#17Scalepopgen: bioinformatics workflow resources for population genomics
Maulik Upadhyay, Neza Pogorevc and Ivica Medugorac
Population genomic analyses such as inference of population structure, detecting introgression, identifying signatures of selection usually involve application of plethora of tools and approaches. Further, installation of tools and dependencies, data transformation or series of data preprocessing in a particular order, sometimes makes population data analyzes challenging.
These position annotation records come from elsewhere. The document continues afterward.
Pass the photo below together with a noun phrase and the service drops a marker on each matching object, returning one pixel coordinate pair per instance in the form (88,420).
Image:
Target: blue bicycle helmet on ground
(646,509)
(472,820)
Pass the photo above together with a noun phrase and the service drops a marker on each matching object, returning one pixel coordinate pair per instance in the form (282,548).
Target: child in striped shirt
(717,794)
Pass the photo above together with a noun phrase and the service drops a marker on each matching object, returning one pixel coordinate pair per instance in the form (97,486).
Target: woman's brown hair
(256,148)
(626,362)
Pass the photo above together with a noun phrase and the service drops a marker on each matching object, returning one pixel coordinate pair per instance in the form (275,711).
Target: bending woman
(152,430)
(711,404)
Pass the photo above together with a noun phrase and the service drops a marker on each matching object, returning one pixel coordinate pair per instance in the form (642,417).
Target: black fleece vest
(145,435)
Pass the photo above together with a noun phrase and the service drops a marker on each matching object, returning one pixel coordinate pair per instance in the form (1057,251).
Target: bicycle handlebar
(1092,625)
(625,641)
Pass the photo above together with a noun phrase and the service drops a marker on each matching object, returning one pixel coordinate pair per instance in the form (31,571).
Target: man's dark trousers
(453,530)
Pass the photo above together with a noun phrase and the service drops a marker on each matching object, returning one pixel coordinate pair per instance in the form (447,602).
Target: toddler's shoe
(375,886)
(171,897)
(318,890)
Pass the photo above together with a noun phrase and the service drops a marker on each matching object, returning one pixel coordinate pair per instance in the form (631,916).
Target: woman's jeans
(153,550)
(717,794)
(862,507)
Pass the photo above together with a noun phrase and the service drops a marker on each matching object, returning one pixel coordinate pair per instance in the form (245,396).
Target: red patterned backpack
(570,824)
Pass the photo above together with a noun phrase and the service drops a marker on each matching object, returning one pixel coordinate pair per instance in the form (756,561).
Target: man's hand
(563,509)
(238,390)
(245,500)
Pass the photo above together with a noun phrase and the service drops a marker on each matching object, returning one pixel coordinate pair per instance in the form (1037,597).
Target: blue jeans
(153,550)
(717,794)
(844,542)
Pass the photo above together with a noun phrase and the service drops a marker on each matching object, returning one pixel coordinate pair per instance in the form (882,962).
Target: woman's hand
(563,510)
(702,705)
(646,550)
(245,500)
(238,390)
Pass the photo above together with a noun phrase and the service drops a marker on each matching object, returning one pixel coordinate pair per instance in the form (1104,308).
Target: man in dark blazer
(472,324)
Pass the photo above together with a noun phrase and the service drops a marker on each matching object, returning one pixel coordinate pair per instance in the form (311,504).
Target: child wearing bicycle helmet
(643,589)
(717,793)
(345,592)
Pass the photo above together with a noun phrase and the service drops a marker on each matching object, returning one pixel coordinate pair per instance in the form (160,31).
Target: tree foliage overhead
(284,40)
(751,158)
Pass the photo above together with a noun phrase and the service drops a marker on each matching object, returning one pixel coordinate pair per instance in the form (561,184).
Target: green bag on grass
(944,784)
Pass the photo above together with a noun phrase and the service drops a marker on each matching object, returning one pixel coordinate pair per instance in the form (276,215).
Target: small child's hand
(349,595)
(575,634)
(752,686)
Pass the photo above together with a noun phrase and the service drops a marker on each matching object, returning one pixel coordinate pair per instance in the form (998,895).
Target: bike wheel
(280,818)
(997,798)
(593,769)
While usage of container-based technologies have significantly resolved the problems associated with installation of tools and its dependencies, population genomics analyses requiring multi-steps pipeline or complex data transformation can greatly be facilitated by application of workflow management systems (WMSs) such as nextflow and snakemake. The usage of such WMSs in population genomics analysis can also contribute to scalability and reproducibility. Here, we describe scalepopgen, a fully automated workflow that can apply widely used population genomics techniques starting from vcf or plink generated binary files. The workflow is developed in nextflow and can be run locally or on high performance computing systems using either conda, singularity or docker. The automated workflow include procedures such as: (1) filtering of individuals and genotypes, (2) running PCA, admixture and identifying optimal K-values, (3) running treemix with or without migration edges, and bootstrapping, followed by identification of optimal number of migration edges, (4) implementing single-population and multi-population comparison-based procedures to identify signatures of selection. The workflow uses various open-source tools as well as several python R scripts, and a cpp tool developed here to implement techniques for which, to our knowledge, no tools were available. The scalability and reproducibility of this pipeline are demonstrated using vcf files generated from hundreds of available livestock genome sequences.